Related: Turbine Hall installations are always big hits on Flickr. This one’s no exception.

Weekend roundup

  • On Saturday night: No. 11 Missouri defeated No. 1 Oklahoma in arguably the biggest win in school history, the San Francisco Giants advanced to the World Series and the Washington Capitals won a weird, wild one in overtime at home. That’s pretty much all that matters. I can’t top that, but there’s still good stuff here…
  • When it came to re-defining what painting could be in the mid-to-late 20thC, New York had Elizabeth Murray and California had Kim MacConnel. Neither coast has ever been much interested in the other’s artist: SFMOMA doesn’t have a Murray and while you never can tell with MoMA’s online collection tool, I don’t think it has a MacConnel. Christopher Knight reviews a MacConnel retrospective at MCASD.
  • I don’t understand why Roberta Smith is giving the Metropolitan Museum of Art so much credit for the John Baldessari retrospective when the museum is no more than a stop on the tour. The show was organized by LACMA and the Tate Modern.
  • Holland Cotter splits the baby with his Paul Thek-at-the-Whitney review.
  • The LAT’s Mike Boehm reports that Michael Govan quietly re-upped with LACMA.
  • In The Architect’s Newspaper, Jennifer K. Gorsche reports on a Manhattan Gordon Bunshaft being adapted for big-box retail and a Harry Bertoia sculpture that seems to be a casualty of the switch.
  • Doug Harvey takes to LA Weekly to write about Alberto Burri at the Santa Monica Museum of Art and nails it.

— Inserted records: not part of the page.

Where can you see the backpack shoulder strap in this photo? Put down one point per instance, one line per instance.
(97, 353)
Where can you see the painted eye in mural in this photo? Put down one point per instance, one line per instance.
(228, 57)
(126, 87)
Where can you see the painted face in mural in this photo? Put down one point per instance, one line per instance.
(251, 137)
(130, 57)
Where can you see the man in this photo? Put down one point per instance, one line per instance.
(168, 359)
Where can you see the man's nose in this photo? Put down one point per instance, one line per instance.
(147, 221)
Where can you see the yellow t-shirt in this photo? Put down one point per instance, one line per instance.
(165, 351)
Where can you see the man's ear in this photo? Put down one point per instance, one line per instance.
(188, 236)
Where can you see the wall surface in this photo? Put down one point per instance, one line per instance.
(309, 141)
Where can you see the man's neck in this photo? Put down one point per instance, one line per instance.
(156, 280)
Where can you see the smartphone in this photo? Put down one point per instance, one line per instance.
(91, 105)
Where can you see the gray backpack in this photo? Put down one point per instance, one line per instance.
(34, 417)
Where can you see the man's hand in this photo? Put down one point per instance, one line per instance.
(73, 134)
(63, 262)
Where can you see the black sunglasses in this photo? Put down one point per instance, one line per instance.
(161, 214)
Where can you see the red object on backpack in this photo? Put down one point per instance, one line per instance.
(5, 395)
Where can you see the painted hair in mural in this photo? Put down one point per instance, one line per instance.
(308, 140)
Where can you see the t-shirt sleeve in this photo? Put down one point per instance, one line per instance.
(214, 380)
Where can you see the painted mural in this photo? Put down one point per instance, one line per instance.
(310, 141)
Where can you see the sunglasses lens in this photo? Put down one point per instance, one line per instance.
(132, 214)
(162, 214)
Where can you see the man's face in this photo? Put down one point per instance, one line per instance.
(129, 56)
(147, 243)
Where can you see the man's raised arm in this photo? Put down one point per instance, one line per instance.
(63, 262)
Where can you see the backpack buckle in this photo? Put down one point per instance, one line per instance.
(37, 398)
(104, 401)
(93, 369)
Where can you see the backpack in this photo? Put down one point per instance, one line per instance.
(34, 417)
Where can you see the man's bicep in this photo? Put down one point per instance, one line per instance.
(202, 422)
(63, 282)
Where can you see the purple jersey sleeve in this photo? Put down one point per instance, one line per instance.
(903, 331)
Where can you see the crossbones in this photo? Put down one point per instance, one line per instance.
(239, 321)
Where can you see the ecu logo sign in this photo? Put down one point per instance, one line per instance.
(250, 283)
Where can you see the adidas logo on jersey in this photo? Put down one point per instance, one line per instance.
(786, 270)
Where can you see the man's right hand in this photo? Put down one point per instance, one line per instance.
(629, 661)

Is the ‘bad Guggenheim’ back?

Earlier this year MAN reported the possibility — in fact the apparent likelihood — that the Guggenheim was accepting corporate cash in return for an exhibition and a Gugg-washed corporate promotion. (Alas: Instead of covering that story, the NYT is more interested in hot dog carts near the museum.)

Then yesterday Artinfo reported that the Guggenheim is planning a fluff show at the Gugg Bilbao. So is it official: Is the ethics-be-damned, outlaw Guggenheim of the Krens-era back?